Workflow for analyzing human PacBio whole genome sequencing (WGS) data using Workflow Description Language (WDL).
- Docker images used by this workflow are defined in the wdl-dockerfiles repo. Images are hosted in PacBio's quay.io.
- Common tasks that may be reused within or between workflows are defined in the wdl-common repo.
Workflow entrypoint: workflows/main.wdl
PacBio WGS Variant Pipeline performs read alignment, variant calling, and phasing. Joint-calling of small variants and structural variants for cohorts and optional variant filtering and annotation is also available for HiFi human WGS. The workflow can run using Azure, AWS, GCP, and HPC backends.
We recommend cloning the repo rather than downloading the release package. Some tasks and workflows are pulled in from other repositories. Ensure you have initialized submodules following cloning by running git submodule update --init --recursive
.
The workflow requires at minimum 64 cores and 256 GB of RAM. Ensure that the backend environment you're using has enough quota to run the workflow.

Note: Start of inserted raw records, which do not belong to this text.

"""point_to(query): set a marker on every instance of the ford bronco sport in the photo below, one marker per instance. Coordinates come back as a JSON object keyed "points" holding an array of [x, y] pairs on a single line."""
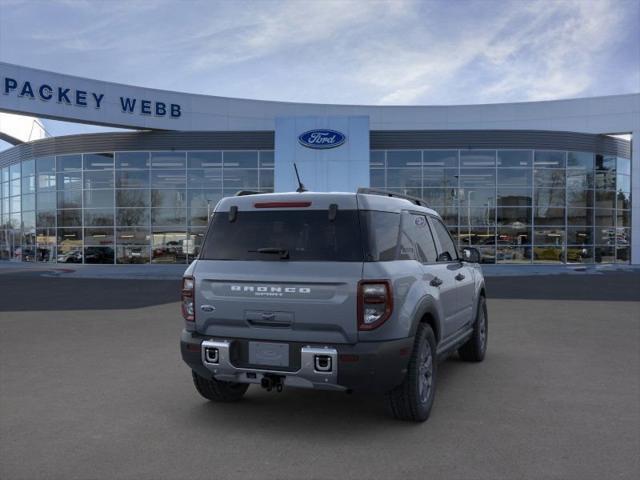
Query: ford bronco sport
{"points": [[342, 291]]}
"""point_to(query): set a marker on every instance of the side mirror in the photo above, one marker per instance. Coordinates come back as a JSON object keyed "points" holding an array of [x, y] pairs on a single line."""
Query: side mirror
{"points": [[471, 255]]}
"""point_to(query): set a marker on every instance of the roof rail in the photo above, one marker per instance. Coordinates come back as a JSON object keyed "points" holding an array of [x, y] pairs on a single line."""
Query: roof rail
{"points": [[242, 193], [385, 193]]}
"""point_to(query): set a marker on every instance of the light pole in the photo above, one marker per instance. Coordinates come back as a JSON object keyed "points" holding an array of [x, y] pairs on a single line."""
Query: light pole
{"points": [[469, 215]]}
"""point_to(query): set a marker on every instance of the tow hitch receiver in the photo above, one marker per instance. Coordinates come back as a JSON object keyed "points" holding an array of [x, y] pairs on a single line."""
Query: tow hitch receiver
{"points": [[269, 382]]}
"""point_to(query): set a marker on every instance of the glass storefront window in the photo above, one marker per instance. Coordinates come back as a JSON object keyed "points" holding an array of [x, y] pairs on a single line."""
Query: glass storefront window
{"points": [[377, 159], [580, 254], [477, 177], [132, 178], [173, 160], [549, 236], [580, 236], [29, 202], [96, 217], [266, 180], [514, 216], [240, 159], [70, 180], [377, 178], [267, 159], [98, 198], [45, 165], [70, 199], [548, 216], [404, 159], [549, 178], [518, 197], [207, 178], [240, 178], [175, 198], [477, 158], [549, 159], [98, 179], [133, 236], [132, 217], [583, 160], [70, 218], [14, 187], [440, 159], [579, 198], [517, 206], [623, 166], [404, 177], [439, 177], [28, 168], [548, 254], [168, 179], [515, 158], [579, 179], [133, 160], [514, 176], [69, 162], [514, 234], [46, 219], [204, 159], [133, 198], [511, 254], [579, 216], [605, 254], [169, 217], [97, 161]]}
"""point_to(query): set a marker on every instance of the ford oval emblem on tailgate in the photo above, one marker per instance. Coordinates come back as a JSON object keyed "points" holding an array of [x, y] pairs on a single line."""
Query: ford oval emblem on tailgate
{"points": [[322, 138]]}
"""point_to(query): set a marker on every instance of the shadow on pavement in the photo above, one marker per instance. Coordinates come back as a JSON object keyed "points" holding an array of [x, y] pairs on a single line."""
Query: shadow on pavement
{"points": [[31, 292], [611, 286]]}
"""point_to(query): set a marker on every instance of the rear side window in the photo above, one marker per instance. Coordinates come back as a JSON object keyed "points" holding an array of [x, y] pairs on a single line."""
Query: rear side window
{"points": [[447, 252], [284, 235], [381, 234], [416, 229]]}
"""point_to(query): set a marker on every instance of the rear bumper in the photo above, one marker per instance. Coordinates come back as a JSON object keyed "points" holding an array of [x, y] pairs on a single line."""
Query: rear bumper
{"points": [[363, 367]]}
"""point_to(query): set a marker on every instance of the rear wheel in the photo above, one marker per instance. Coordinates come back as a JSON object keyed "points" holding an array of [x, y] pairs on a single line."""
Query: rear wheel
{"points": [[217, 391], [413, 398], [475, 348]]}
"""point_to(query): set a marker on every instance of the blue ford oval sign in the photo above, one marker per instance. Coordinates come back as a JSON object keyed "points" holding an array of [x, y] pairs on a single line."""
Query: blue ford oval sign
{"points": [[322, 138]]}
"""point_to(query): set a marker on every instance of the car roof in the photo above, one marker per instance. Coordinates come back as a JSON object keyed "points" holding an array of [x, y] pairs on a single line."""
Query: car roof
{"points": [[322, 201]]}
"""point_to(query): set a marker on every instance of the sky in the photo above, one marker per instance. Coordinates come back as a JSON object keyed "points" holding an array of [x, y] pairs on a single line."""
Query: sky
{"points": [[396, 52]]}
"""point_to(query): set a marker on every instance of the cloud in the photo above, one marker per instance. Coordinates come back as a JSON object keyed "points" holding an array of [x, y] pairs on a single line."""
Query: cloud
{"points": [[338, 51]]}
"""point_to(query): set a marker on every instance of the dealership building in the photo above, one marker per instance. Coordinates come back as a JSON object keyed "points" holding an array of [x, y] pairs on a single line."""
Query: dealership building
{"points": [[537, 182]]}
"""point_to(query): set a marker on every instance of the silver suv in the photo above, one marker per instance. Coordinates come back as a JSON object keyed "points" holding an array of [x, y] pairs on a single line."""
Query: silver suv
{"points": [[339, 291]]}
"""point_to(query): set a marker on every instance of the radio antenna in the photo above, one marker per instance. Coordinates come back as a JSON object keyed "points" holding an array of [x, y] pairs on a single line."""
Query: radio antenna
{"points": [[300, 188]]}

Reference datasets are hosted publicly for use in the pipeline. For data locations, see the backend-specific documentation and template inputs files for each backend with paths to publicly hosted reference files filled out.
- Select a backend environment
- Configure a workflow execution engine in the chosen environment
- Fill out the inputs JSON file for your cohort
- Run the workflow
The workflow can be run on Azure, AWS, GCP, or HPC. Your choice of backend will largely be determined by the location of your data.
For backend-specific configuration, see the relevant documentation:
An execution engine is required to run workflows. Two popular engines for running WDL-based workflows are miniwdl
and Cromwell
.
Because workflow dependencies are containerized, a container runtime is required. This workflow has been tested with Docker and Singularity container runtimes.
See the backend-specific documentation for details on setting up an engine.
Engine | Azure | AWS | GCP | HPC |
---|---|---|---|---|
miniwdl | Unsupported | Supported via the Amazon Genomics CLI | Unsupported | (SLURM only) Supported via the miniwdl-slurm plugin |
Cromwell | Supported via Cromwell on Azure | Supported via the Amazon Genomics CLI | Supported via Google's Pipelines API | Supported - Configuration varies depending on HPC infrastructure |
The input to a workflow run is defined in JSON format. Template input files with reference dataset information filled out are available for each backend:
Using the appropriate inputs template file, fill in the cohort and sample information (see Workflow Inputs for more information on the input structure).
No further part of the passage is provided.